Purpose: To highlight the diversity of clinical presentation of ocular tuberculosis in a non-endemic setting and discuss an effective approach towards its diagnosis and management. Also to emphasize on close monitoring of patients as anti-tuberculous treatment itself can further complicate and prolong the course of the disease due to its ocular and extraocular complications. Method: Descriptive Case Series.

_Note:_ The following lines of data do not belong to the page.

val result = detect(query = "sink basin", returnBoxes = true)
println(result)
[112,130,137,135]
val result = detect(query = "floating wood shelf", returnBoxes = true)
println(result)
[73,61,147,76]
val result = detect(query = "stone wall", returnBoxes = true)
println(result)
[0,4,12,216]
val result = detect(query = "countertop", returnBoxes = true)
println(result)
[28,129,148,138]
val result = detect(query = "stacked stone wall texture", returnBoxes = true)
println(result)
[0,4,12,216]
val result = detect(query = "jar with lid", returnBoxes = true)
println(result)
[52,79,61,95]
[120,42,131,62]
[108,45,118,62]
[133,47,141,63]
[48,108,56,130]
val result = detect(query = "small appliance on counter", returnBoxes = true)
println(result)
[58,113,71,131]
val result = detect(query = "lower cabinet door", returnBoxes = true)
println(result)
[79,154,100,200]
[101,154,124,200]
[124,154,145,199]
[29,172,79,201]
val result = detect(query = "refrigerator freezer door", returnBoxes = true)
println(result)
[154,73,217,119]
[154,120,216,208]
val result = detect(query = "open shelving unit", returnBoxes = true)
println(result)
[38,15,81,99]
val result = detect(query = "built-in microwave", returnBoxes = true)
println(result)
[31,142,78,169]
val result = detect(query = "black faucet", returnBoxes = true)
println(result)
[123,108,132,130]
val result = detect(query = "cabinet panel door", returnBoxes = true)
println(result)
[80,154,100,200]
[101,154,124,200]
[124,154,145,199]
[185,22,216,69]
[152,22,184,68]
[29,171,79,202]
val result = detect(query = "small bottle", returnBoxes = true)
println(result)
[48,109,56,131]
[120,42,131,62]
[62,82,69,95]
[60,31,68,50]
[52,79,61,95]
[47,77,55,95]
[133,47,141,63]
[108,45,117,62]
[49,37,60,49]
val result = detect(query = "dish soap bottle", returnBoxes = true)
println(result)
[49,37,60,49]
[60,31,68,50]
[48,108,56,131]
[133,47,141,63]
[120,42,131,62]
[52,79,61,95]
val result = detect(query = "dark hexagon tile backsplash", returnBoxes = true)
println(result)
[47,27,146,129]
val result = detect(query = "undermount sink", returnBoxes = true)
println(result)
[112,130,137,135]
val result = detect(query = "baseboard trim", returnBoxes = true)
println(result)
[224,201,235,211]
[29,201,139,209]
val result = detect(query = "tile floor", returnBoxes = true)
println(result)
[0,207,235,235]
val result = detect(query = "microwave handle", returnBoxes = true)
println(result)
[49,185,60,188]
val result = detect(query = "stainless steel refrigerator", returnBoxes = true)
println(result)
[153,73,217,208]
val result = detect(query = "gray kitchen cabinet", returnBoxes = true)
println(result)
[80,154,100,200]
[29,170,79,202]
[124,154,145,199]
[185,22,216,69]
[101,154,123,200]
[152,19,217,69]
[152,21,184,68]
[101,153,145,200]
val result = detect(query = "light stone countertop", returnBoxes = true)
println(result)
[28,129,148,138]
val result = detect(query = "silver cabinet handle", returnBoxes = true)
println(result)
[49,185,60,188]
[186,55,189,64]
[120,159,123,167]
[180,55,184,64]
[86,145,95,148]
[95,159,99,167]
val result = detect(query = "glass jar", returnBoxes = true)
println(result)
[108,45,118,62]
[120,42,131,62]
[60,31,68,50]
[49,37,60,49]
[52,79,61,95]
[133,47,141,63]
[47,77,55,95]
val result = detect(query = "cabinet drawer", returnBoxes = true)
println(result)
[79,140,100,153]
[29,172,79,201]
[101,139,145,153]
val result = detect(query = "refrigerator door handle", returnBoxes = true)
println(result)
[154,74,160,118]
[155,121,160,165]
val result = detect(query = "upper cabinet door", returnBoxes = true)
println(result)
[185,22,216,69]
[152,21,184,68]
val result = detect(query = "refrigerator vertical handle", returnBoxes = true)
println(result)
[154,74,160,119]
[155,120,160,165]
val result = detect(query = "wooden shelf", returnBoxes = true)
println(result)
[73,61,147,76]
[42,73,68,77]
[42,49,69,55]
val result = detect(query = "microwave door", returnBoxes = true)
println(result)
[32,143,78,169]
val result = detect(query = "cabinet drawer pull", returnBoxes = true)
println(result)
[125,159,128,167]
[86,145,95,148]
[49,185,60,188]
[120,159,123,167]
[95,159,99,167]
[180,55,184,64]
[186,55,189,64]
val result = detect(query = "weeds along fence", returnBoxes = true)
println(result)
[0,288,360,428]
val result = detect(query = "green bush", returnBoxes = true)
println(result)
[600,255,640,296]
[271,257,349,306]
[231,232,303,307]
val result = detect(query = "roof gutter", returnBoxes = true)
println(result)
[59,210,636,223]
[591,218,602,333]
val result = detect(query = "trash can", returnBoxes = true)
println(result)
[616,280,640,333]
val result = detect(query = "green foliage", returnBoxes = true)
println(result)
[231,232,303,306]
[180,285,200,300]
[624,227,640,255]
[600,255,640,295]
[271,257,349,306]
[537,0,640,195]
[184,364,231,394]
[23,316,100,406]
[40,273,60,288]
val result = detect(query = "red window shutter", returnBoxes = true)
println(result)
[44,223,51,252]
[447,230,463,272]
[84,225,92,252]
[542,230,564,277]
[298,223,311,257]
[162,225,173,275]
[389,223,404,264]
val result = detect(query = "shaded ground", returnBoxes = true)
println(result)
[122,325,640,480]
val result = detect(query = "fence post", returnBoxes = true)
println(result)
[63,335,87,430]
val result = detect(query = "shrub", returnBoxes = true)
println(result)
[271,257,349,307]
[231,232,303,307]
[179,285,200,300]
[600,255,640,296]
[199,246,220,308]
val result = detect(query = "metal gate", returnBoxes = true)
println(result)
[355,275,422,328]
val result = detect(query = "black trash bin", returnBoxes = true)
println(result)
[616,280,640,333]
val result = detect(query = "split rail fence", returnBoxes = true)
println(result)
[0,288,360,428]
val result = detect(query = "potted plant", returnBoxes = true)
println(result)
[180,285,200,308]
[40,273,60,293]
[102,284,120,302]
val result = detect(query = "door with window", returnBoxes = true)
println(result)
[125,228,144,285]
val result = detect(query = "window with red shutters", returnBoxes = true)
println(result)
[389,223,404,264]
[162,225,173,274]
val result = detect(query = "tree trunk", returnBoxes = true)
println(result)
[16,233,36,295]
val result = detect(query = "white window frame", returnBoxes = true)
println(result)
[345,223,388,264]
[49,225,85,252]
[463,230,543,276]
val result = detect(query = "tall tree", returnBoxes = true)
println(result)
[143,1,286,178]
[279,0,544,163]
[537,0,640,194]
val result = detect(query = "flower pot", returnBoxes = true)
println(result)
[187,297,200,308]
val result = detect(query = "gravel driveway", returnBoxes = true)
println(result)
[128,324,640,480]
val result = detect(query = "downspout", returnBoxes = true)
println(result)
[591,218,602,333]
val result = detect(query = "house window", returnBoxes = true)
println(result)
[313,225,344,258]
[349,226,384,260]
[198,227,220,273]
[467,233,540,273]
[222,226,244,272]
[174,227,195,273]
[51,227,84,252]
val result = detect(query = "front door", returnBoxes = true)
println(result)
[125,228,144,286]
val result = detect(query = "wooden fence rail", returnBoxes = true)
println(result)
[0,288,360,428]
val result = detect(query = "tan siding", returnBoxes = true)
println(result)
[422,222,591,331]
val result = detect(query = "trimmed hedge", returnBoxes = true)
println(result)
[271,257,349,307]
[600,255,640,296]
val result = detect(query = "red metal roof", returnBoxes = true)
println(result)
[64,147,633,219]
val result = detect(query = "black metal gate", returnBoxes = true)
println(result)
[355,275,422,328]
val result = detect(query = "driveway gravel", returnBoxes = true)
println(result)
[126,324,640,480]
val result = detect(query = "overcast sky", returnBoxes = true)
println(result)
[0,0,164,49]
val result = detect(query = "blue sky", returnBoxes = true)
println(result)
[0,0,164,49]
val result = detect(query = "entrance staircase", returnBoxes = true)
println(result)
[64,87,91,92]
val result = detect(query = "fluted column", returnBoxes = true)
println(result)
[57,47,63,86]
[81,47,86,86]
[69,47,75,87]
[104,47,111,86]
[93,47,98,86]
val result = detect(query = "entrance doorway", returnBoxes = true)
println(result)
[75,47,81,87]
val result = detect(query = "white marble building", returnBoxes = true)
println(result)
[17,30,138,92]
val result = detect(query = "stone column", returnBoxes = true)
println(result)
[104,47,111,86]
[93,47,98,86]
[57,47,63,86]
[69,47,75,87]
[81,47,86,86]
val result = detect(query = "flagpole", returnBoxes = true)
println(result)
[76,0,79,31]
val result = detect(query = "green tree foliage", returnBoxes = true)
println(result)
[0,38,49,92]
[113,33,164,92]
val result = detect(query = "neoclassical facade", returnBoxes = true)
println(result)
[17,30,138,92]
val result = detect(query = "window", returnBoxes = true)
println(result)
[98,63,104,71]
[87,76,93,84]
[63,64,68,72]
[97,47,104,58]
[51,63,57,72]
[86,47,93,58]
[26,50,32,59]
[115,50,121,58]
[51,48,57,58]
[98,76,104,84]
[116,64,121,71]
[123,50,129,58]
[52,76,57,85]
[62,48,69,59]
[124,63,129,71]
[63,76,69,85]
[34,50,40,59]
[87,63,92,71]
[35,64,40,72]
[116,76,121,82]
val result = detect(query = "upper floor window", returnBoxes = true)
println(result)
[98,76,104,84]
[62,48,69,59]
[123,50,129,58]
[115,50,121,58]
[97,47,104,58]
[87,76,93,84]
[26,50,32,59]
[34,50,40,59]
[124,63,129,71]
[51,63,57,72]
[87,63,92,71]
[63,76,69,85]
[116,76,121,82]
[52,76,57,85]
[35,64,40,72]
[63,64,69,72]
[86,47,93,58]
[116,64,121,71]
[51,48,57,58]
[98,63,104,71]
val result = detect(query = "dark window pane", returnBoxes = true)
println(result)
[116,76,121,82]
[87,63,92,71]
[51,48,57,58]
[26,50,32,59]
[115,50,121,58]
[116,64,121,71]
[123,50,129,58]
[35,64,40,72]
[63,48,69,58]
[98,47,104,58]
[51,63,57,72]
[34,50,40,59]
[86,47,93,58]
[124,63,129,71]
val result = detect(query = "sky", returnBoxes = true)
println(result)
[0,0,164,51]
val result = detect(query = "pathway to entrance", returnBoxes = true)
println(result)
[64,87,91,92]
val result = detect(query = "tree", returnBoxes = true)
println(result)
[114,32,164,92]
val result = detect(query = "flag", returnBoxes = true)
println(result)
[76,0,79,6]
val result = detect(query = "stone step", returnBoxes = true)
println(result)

Tuberculosis (TB ) is an infectious disease usually caused by the bacteria Mycobacterium tuberculosis ( MTB). Tuberculosis usually affects the lungs but other parts of the body may also be affected. Most diseases do not exhibit any symptoms, in which case they are considered latent tuberculosis.Approximately 10 per cent of latent infections develop to an active disease that kills about half of those infected if left untreated. A chronic cough with blood-containing mucus, nausea, night sweats, and weight loss are the main signs of active TB; Regardless of the weight loss, it was traditionally called "consumption" Certain organ infection can cause a large variety of symptoms.As people who have active TB in their lungs cough, spit, speak or sneeze, tuberculosis is transmitted through the air from one person to the next. People with latent TB will not get the disease spreading. For people with HIV / AIDS and others who smoke, persistent infection happens more frequently.Diagnosis of active TB is based on X-rays in the abdomen, as well as microscopic examination and body fluid culture. Latent TB diagnosis is based on a tuberculin skin test (TST) or blood test.Preventing TB requires screening people at high risk, early diagnosis and case management, and vaccination with the Calmette-Guérin (BCG) bacillus vaccine. High-risk populations include the family, workplace, and social networks of those with active TB.Treatment requires the long term use of multiple antibiotics. Antibiotic resistance is a growing issue with increasing levels of multiple drug-resistant tuberculosis ( MDR-TB) and tuberculosis that is extremely drug-resistant (XDR-TB).The normal "short" course treatment for TB isoniazid (together with pyridoxal phosphate to obviate isoniazid-caused peripheral neuropathy), rifampicin (also known as rifampin in the United States), pyrazinamide, and ethambutol for two months, then isoniazid and rifampicin alone for another four months. After six months the patient is considered free of live bacteria.The normal treatment for latent tuberculosis is six to nine months of daily isoniazid alone or three months of weekly (12 doses total) isoniazid / rifapentine combination. If the organism is considered to be completely susceptible, then isoniazid, rifampicin, and pyrazinamide are treated for two months , followed by isoniazid and rifampicin for four months. They don't need to use ethambutol.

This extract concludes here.